El Servicio Nacional Forestal y de Fauna Silvestre (Serfor) logró desestimar esta petición, sujetándose al Informe Técnico desarrollado en diciembre de 2021, el cual evalúa que Run Run —zorro que vivió como cría de mascota durante ocho meses— no se comporta como un zorro silvestre, pues depende de la intervención humana para sobrevivir, tales como el refugio, alimento y atención veterinaria constante.

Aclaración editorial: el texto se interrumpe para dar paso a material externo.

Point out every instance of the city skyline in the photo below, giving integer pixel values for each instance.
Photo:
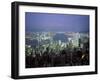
(47, 22)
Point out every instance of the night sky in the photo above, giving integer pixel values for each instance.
(48, 22)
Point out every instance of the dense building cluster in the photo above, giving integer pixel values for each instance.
(49, 49)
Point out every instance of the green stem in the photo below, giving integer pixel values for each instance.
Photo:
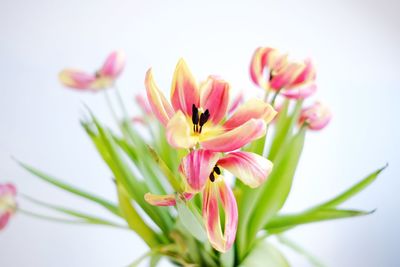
(121, 102)
(110, 106)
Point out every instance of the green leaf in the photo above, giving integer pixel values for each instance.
(227, 259)
(172, 179)
(190, 221)
(284, 129)
(134, 187)
(77, 214)
(264, 254)
(134, 220)
(269, 199)
(283, 222)
(72, 189)
(352, 191)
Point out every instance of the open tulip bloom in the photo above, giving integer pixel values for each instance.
(202, 178)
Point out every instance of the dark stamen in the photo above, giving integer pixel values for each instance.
(204, 117)
(271, 75)
(212, 178)
(195, 115)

El organismo ambiental señaló que la liberación inmediata del zorro —que aprendió a vivir con los humanos, no en la naturaleza— no supondría un logro, sino un riesgo para la vida de Run Run y para el resto de animales del ecosistema al que se pretendería derivarlo. El expediente del animal no cuenta con evidencia suficiente de que haya aprendido a cazar, se haya vuelto independiente o haya adoptado conductas silvestres que hagan reconsiderar la petición de IDL.
Finalmente, el juez del caso rechazó la liberación del zorro a su hábitat natural y su reinserción a un Área de Manejo de Fauna Silvestre en Libertad y declaró que Run Run seguirá siendo cuidado por los encargados del zoológico de Granja Porcón, ubicado en el departamento de Cajamarca.